Crucially, Russia’s latest cyberweapons, both rudimentary and advanced, have proliferated, infecting corporations and threatening societies throughout the world. The resulting risks can span beyond the dimensions of the original threat and should be managed through relevant risk intelligence tools.
Russian cyber weapons specifically have had an immense effect on the corporate world, causing billions in damages to industry. This is also the case for enterprises with no direct connections to geopolitical tensions: For example in the case of Mondelez, Chicago, which was hit by the Russian NotPetya malware in 2017. Despite intense efforts to rectify the damage, full recovery took the company several weeks and ended in a loss of over 100 million dollars. The attack permanently damaged 1700 servers and 24 thousand laptops, impacting production facilities worldwide. While the malware was initially launched as an attack on Ukraine, it quickly diffused to impact multinational companies, including the Russian oil company Rosneft.
The business sphere is understandably further affected by disruptions in the finance sector but it would be a mistake to dismiss less obvious risks in the form of civilian and political disruptions. Attacks launched by Russia since the 2022 invasion have targeted, amongst others, a Ukrainian border control station, preventing refugees from safely leaving the country, and non-government, charity, and aid organisations, hindering the distribution of medicine, food, and relief supplies. Others have involved phishing attacks directed at civilians, as well as the diffusion of false “government” messages, including the alleged government call for Ukrainian citizens to surrender. By targeting the civilian population and relief efforts, cyber-attacks transcend their use in armed combat to disrupt civil operations, thus engendering additional humanitarian risks that can affect the wider region through a range of sectors. Furthermore, attacks on government and military systems and operations resulting in disruptions, misinformation and the abuse of data threaten national political stability and security, again impacting both civilians as well as businesses in the region by proxy.

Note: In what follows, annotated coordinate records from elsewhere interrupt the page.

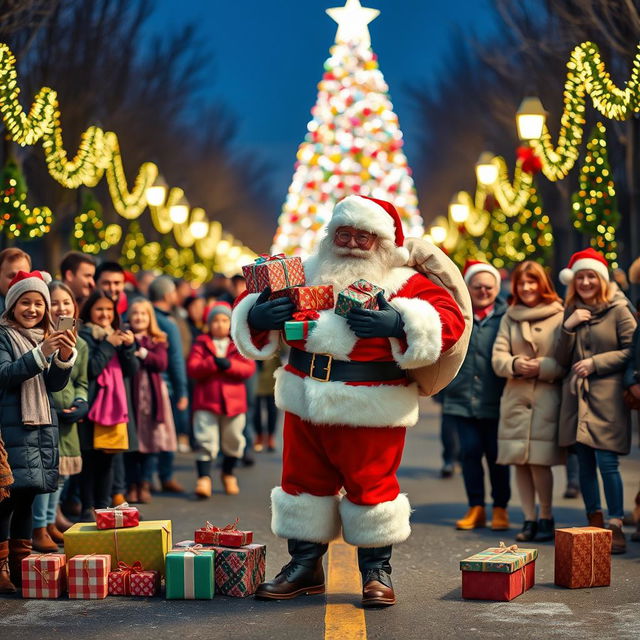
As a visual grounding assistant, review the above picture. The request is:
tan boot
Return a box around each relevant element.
[222,473,240,496]
[456,506,487,531]
[196,476,211,499]
[0,540,18,593]
[491,507,509,531]
[33,527,58,553]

With the above in mind, it may be reasonable to expect governments to limit their development of destructive cyberweapons to specific scenarios and focus cyber operations on intelligence and information warfare. But although advanced destructive malware is costly and time intensive, it remains within the reach of nation-states. These new weapons, like the ones before them, will undoubtedly spread into the open market. There, they can be repurposed against any group or organisation, with tangible consequences reaching far beyond security breaches and data leaks. The diffuse character of cyber-attacks further complicates risk management in this area. It is therefore critical for cybersecurity and risk specialists to pay close attention to the developments in this field and think beyond their most immediate impacts to adequately protect their organizations.